In addition, the invention also clarifies the mathematical problems of the cold quantity released by the dry ice in the process of freezing food by the dry ice coupling non-freezing liquid, heat exchange in the process of freezing food and the like. The invention uses the non-freezing liquid to couple with dry ice to realize quick low-temperature freezing of food, not only can reduce the size of ice crystals in frozen products and the damage of the ice crystals to tissue structures, but also can improve the freezing rate, balance the frozen medium in real time to keep the ultralow temperature constant freezing temperature, and the fish body can realize the non-difference of the generation of muscle ice crystals in different periods of time and keep the quality of the food. The freezing technology is novel and environment-friendly, and fills the blank in the field of food freezing.
Drawings
FIG. 1 is a schematic diagram of an experimental apparatus according to the present invention.

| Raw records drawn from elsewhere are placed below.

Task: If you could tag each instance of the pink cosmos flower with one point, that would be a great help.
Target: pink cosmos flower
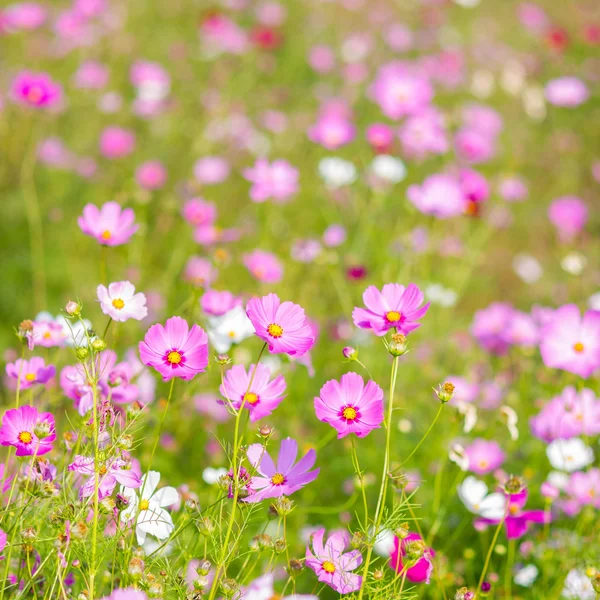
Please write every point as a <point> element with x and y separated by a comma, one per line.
<point>568,415</point>
<point>400,91</point>
<point>264,266</point>
<point>216,303</point>
<point>261,398</point>
<point>585,487</point>
<point>394,307</point>
<point>211,170</point>
<point>484,456</point>
<point>151,175</point>
<point>199,212</point>
<point>283,326</point>
<point>199,271</point>
<point>332,131</point>
<point>30,372</point>
<point>517,520</point>
<point>570,342</point>
<point>277,180</point>
<point>38,90</point>
<point>175,350</point>
<point>331,564</point>
<point>121,303</point>
<point>350,406</point>
<point>568,214</point>
<point>439,195</point>
<point>421,570</point>
<point>116,142</point>
<point>491,327</point>
<point>110,225</point>
<point>282,479</point>
<point>568,92</point>
<point>111,472</point>
<point>28,430</point>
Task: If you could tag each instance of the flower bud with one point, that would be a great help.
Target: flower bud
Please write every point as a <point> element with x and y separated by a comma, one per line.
<point>350,353</point>
<point>397,346</point>
<point>98,345</point>
<point>73,309</point>
<point>445,391</point>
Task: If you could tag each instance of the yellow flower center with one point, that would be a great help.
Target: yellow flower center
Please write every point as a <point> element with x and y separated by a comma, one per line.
<point>277,479</point>
<point>275,330</point>
<point>251,398</point>
<point>174,357</point>
<point>349,413</point>
<point>25,437</point>
<point>392,316</point>
<point>328,566</point>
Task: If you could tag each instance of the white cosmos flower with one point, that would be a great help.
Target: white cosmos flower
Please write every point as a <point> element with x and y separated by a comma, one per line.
<point>147,508</point>
<point>569,455</point>
<point>474,495</point>
<point>231,328</point>
<point>526,576</point>
<point>336,172</point>
<point>388,168</point>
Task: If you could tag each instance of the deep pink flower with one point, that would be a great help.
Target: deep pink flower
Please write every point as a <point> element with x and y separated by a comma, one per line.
<point>175,350</point>
<point>110,225</point>
<point>439,195</point>
<point>350,406</point>
<point>484,456</point>
<point>567,92</point>
<point>264,266</point>
<point>262,397</point>
<point>28,430</point>
<point>283,326</point>
<point>277,180</point>
<point>30,372</point>
<point>331,564</point>
<point>282,479</point>
<point>120,302</point>
<point>412,544</point>
<point>517,520</point>
<point>116,142</point>
<point>570,342</point>
<point>568,415</point>
<point>111,472</point>
<point>568,214</point>
<point>394,307</point>
<point>36,89</point>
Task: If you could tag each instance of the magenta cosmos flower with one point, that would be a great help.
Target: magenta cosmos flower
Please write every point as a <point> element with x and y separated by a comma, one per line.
<point>175,350</point>
<point>120,302</point>
<point>484,456</point>
<point>518,520</point>
<point>570,342</point>
<point>277,180</point>
<point>331,564</point>
<point>261,398</point>
<point>393,307</point>
<point>282,325</point>
<point>110,224</point>
<point>411,549</point>
<point>38,90</point>
<point>28,430</point>
<point>285,477</point>
<point>30,372</point>
<point>350,406</point>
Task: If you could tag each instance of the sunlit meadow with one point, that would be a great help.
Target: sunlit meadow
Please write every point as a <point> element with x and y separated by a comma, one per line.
<point>301,299</point>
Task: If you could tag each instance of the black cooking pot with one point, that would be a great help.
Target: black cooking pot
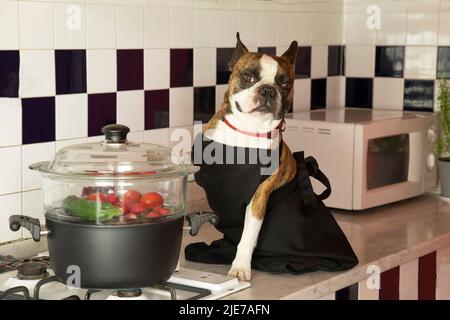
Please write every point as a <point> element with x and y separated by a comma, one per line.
<point>114,212</point>
<point>113,256</point>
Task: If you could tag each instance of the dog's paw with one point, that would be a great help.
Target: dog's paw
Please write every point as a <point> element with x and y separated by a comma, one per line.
<point>242,273</point>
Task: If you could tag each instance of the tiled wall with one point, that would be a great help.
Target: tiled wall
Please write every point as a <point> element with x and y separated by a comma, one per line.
<point>396,66</point>
<point>69,67</point>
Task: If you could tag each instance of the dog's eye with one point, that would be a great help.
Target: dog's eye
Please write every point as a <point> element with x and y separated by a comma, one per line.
<point>248,78</point>
<point>286,85</point>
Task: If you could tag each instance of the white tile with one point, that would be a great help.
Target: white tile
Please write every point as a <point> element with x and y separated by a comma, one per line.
<point>356,31</point>
<point>156,69</point>
<point>393,29</point>
<point>227,26</point>
<point>444,29</point>
<point>157,136</point>
<point>33,206</point>
<point>32,153</point>
<point>302,95</point>
<point>388,93</point>
<point>181,28</point>
<point>305,28</point>
<point>359,61</point>
<point>71,116</point>
<point>335,92</point>
<point>65,143</point>
<point>267,29</point>
<point>11,128</point>
<point>248,27</point>
<point>101,68</point>
<point>366,293</point>
<point>220,93</point>
<point>70,25</point>
<point>205,24</point>
<point>422,28</point>
<point>11,204</point>
<point>181,107</point>
<point>319,61</point>
<point>37,73</point>
<point>130,109</point>
<point>420,62</point>
<point>287,28</point>
<point>100,27</point>
<point>181,140</point>
<point>10,170</point>
<point>204,67</point>
<point>408,282</point>
<point>281,49</point>
<point>36,25</point>
<point>156,27</point>
<point>130,27</point>
<point>9,25</point>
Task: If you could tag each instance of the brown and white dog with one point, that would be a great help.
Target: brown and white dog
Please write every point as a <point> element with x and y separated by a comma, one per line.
<point>260,93</point>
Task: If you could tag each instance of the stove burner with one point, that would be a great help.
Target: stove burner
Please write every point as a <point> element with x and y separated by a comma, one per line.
<point>32,270</point>
<point>129,293</point>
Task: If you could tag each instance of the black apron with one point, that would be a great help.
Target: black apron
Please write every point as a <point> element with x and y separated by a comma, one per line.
<point>298,234</point>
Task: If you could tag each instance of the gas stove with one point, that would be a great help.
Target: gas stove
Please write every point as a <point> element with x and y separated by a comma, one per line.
<point>23,279</point>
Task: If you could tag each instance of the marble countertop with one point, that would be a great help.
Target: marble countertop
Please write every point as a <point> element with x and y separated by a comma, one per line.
<point>386,236</point>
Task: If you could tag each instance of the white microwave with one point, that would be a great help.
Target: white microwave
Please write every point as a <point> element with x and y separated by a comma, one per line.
<point>372,157</point>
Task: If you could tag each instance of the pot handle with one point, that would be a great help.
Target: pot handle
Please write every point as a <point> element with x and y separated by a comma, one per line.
<point>32,224</point>
<point>197,219</point>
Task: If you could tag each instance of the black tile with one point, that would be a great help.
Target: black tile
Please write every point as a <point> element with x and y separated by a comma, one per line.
<point>130,69</point>
<point>336,60</point>
<point>389,61</point>
<point>181,66</point>
<point>359,92</point>
<point>268,50</point>
<point>38,120</point>
<point>70,71</point>
<point>223,58</point>
<point>318,93</point>
<point>419,95</point>
<point>443,66</point>
<point>303,63</point>
<point>156,109</point>
<point>101,112</point>
<point>9,73</point>
<point>204,103</point>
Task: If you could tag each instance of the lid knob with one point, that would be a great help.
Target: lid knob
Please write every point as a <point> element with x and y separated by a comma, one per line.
<point>115,133</point>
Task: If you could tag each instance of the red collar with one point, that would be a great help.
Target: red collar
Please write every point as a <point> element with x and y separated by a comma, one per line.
<point>269,135</point>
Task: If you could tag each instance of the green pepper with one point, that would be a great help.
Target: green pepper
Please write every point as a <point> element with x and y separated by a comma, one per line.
<point>90,210</point>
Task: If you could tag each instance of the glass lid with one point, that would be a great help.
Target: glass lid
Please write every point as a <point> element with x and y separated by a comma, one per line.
<point>114,157</point>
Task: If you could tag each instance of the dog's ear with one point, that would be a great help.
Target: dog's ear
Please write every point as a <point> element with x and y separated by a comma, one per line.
<point>238,52</point>
<point>291,52</point>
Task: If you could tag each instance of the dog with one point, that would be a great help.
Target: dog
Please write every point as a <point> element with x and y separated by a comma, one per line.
<point>259,94</point>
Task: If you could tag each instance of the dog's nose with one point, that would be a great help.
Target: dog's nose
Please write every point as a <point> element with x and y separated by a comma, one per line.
<point>267,91</point>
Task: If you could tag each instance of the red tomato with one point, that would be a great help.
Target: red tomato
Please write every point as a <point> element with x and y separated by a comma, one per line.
<point>153,214</point>
<point>111,198</point>
<point>152,200</point>
<point>96,197</point>
<point>137,208</point>
<point>162,211</point>
<point>131,196</point>
<point>122,207</point>
<point>130,216</point>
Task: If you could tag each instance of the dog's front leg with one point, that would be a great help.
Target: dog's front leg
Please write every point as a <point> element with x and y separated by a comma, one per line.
<point>241,266</point>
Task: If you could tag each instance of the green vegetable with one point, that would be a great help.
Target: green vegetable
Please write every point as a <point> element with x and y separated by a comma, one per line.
<point>90,210</point>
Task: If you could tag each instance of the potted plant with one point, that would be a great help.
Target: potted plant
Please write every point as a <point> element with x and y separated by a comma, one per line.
<point>443,140</point>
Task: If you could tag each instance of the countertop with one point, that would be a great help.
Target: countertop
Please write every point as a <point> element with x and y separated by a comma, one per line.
<point>386,236</point>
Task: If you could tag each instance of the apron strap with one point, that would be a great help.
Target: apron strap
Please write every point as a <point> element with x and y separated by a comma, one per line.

Fig. 2 is a schematic diagram showing temperature change curves of fish body and unfrozen liquid in the freezing process of the invention: wherein the X-axis represents time, units: min; the Y-axis represents temperature, unit: the temperature is lower than the temperature; t (T) 0 Represents the initial temperature of the large yellow croaker before freezing in units of: the temperature is lower than the temperature; t (T) 1 Represents the center temperature at the end of the precooling of the large yellow croaker in units of: the temperature is lower than the temperature; t (T) 2 Represents the center temperature in units of when the large yellow croaker is frozen: the temperature is lower than the temperature; t is t a Represents the time point of dry ice addition, unit: min; t is t b Represents the time in units of minimum temperature of the non-frozen liquid: min; t is t c Time representing the end of the freezing of large yellow croaker, unit: min; t (T) a Represents the set temperature reached by the unfrozen liquid, unit: the temperature is lower than the temperature; t (T) b Represents the temperature in units of the unfrozen liquid when the temperature is raised to the temperature at which dry ice is required to be added: the temperature is lower than the temperature; t (T) c Represents the minimum temperature reached by the non-frozen liquid in units of: DEG C.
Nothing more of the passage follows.